Ymär Abdrahim (Ümär Abdrahimoff) was born in Russian Empire, Nizhny Novgorod Governorate.
Abdrahim opened his own haberdashery/fabric shop in 1911. It was located in Punavuori, Helsinki. Before this, Abdrahim's uncle had already had business in the city.

Abdrahim was also involved in the forming of The Finnish-Islamic Congregation.

After he got married and obtained Finnish citizenship, he brought his family to Finland. He had fourteen children in total, of which some had been born in Russia, others in Finland. He had them with two women, the first one died due to an illness. Six of Abdrahim's children fought for Finland in World War II: sons Osman and Hasan on the front, daughters Fazie, Hatime, Safiye and Sadri as food and medicine Lottas.

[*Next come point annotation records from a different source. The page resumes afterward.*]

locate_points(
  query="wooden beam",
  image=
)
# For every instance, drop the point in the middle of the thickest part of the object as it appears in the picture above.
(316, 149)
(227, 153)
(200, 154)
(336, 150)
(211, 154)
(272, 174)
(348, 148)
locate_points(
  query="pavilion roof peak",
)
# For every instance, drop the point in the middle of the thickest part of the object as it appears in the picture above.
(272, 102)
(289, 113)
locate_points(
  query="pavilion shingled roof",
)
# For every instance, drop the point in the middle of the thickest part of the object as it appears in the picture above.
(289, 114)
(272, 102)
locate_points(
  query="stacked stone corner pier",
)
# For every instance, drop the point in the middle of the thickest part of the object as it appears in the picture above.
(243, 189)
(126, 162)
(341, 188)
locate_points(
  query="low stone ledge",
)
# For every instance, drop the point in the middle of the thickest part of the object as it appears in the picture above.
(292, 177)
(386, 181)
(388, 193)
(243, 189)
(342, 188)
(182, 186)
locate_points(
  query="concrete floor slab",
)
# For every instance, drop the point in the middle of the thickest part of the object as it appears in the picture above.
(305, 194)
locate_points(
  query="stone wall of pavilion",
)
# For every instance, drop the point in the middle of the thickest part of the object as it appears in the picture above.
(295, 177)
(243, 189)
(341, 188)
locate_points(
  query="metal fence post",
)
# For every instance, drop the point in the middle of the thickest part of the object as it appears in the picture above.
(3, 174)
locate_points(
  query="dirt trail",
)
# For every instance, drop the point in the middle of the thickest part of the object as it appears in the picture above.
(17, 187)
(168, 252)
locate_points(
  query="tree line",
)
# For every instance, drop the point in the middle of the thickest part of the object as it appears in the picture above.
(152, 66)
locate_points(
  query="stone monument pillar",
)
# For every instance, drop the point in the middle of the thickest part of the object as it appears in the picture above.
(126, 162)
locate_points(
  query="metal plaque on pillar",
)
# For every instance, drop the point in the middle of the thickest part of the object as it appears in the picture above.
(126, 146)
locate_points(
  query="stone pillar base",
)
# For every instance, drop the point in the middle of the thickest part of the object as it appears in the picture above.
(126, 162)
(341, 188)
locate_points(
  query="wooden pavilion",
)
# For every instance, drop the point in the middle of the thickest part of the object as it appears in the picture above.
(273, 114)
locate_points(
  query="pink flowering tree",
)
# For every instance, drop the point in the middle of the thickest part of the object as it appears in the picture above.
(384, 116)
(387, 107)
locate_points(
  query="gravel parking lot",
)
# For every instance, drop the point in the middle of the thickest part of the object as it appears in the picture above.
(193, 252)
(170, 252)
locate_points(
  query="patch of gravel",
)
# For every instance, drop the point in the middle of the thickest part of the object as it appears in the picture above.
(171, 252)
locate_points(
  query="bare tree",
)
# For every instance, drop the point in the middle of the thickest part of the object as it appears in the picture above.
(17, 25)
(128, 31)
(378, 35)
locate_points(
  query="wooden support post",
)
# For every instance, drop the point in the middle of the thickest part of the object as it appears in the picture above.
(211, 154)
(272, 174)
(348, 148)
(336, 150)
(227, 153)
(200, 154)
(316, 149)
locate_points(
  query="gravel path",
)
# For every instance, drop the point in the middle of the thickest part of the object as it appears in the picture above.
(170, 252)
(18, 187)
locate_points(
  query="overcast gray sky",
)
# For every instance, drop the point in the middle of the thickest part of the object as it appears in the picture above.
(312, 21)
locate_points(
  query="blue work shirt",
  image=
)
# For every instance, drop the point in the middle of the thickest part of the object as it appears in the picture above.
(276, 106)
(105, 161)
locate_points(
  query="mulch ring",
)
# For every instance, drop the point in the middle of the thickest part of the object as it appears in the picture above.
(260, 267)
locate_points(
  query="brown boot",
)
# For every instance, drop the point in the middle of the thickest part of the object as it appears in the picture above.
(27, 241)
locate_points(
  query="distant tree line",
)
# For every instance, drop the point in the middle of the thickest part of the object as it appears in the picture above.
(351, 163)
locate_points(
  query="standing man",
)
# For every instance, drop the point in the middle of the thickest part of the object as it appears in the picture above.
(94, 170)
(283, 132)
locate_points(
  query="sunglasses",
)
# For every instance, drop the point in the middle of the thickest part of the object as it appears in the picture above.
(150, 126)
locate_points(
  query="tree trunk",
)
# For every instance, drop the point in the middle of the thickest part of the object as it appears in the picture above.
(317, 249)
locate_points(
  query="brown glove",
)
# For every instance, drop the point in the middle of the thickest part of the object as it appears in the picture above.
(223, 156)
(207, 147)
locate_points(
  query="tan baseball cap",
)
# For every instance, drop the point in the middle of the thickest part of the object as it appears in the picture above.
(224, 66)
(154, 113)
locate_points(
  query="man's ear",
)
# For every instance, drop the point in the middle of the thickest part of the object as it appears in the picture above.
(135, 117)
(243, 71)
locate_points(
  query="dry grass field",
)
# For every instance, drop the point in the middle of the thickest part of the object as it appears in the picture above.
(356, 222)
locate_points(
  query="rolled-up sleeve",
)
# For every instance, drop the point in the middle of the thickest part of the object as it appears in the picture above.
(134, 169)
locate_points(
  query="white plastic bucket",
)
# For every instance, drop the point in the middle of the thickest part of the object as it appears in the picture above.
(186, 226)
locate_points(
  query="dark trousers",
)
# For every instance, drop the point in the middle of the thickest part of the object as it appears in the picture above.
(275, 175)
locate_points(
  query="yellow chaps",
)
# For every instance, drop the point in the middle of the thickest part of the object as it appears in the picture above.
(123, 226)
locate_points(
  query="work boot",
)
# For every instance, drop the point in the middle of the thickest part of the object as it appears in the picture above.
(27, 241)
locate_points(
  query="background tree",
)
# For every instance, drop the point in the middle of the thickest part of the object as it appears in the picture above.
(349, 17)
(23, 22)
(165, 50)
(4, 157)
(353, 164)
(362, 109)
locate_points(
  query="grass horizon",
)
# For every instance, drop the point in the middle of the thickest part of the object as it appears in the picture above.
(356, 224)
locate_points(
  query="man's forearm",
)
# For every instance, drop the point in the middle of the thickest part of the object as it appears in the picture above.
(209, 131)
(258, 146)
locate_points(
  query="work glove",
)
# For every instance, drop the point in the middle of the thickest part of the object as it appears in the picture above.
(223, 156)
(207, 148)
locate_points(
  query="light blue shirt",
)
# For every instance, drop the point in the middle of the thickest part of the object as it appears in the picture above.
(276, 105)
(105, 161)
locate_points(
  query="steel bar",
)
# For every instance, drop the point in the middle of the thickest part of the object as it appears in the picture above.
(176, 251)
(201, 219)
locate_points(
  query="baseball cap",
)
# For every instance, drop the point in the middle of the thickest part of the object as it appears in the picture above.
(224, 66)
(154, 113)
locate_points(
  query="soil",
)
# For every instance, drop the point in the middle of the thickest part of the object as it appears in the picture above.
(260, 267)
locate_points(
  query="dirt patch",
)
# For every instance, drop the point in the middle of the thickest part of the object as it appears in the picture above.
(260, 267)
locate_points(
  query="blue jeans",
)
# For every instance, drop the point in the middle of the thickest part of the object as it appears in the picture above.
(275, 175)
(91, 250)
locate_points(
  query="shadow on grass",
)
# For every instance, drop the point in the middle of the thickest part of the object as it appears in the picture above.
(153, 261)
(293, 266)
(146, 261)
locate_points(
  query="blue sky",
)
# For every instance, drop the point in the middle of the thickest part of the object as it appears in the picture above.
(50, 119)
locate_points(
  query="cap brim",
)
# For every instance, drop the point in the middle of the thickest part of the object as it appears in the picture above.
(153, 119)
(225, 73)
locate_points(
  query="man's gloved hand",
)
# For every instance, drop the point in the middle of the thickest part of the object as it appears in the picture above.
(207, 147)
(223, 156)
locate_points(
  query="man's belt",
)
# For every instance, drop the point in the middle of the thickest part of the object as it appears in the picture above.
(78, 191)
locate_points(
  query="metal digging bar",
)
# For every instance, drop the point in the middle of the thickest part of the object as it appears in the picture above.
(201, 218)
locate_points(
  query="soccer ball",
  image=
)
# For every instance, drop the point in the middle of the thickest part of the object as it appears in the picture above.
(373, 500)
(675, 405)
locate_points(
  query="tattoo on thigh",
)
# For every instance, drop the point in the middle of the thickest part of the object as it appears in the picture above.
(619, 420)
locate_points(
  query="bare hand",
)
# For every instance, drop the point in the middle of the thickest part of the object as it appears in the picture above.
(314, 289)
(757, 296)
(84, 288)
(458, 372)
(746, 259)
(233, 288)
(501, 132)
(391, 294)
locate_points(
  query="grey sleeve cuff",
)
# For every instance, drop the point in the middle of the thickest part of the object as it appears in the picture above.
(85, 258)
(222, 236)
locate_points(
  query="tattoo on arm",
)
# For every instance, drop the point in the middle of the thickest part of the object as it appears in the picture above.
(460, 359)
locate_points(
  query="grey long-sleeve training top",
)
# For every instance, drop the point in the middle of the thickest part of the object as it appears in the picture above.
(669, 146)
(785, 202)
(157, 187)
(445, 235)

Hasan died at war. As a civilian, Osman was for example a chairman of a Tatar sportsclub called Yolduz and also an honorary member of The Finnish-Islamic Congregation.

Ymär Abdrahim is buried in the Islamic Cemetery in Helsinki.

==Literature==

- Bedretdin, Kadriye (reporter): Tugan Tel: Kirjoituksia Suomen Tataareista. Suomen Itämainen Seura, Helsinki 2011. ISBN 978-951-9380-78-0.